One year, my Lenten discipline was not to appear on a rota for six weeks. I was not allowed to have Sunday as a “rest day”. It is an experience I would rather not repeat: I find it incredibly hard not to serve. Serving distracts me from my need to return to God. Both the brothers in the story, Townsend argues, need their father’s forgiveness. He responds to both, from the point of their very different needs. The challenge, for them, and for us, is to come back, to be open to that invitation to intimacy. To feel that we are loved beyond compare and beyond measure.

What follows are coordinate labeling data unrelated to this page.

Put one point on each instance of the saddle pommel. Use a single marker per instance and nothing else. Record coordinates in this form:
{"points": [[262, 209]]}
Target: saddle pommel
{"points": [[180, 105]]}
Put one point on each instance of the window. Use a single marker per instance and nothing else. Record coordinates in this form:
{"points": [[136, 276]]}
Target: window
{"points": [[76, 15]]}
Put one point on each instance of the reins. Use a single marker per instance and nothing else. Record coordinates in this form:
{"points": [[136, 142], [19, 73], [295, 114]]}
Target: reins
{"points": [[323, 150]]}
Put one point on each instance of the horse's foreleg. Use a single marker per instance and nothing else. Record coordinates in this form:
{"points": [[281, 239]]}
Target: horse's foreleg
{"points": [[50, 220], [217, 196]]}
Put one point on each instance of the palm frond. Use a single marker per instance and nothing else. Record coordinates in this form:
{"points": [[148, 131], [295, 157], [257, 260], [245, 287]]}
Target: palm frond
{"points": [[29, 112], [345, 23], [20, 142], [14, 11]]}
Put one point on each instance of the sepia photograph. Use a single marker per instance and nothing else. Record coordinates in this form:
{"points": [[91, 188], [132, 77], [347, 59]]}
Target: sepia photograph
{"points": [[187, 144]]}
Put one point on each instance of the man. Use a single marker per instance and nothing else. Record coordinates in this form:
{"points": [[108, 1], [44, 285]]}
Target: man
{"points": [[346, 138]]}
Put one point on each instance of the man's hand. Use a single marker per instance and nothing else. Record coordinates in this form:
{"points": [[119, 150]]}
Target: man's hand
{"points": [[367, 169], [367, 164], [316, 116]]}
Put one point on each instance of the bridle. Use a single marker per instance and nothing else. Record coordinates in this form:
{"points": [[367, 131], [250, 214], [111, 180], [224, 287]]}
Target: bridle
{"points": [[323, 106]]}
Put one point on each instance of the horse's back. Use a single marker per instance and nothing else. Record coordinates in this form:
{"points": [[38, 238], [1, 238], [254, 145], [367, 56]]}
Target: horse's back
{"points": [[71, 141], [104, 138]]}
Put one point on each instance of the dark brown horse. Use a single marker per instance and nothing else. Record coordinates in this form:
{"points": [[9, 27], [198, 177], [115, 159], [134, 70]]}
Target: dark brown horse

The third figure in the story is the father. Here, Nouwen in his meditation on Rembrandt’s painting, made an interesting observation, concerning the father’s hands. These, he highlights, are painted very differently. The right, masculine, strong, holding the son safely. The left, a more feminine hand that caresses the son, as his head lies, almost nascently in the father’s lap. God’s love is that of both father and mother. Nouwen, also says that, as we may see ourselves in each of the characters in the story in turn, so too must we see ourselves in the father: the challenge – to offer unconditional love, forgiveness and reconciliation to others. To reflect the love of the father; to be “home” for those around us. It is this reflection, Brother Roger said, that is the illuminance of Christ’s church.
The Return of the Prodigal Son reminds us of just how much we are loved and held by God, in our uniqueness, and in our brokenness. In spite of our brokenness. The challenge: to let ourselves be found by God, to let him hold us, and love us back into wholeness. To reflect that love to others. I invite you now, if you wish, to spend the time of silence, looking upon the face of the Father in Rembrandt’s painting. I invite you to look on it, and to see God’s longing for intimacy with you.
Imagine the eyes of the father turn to you, invite you to kneel at his feet. Let the mother’s hands caress you, as the father’s hold you. Listen to God’s words of love for you. Be at home.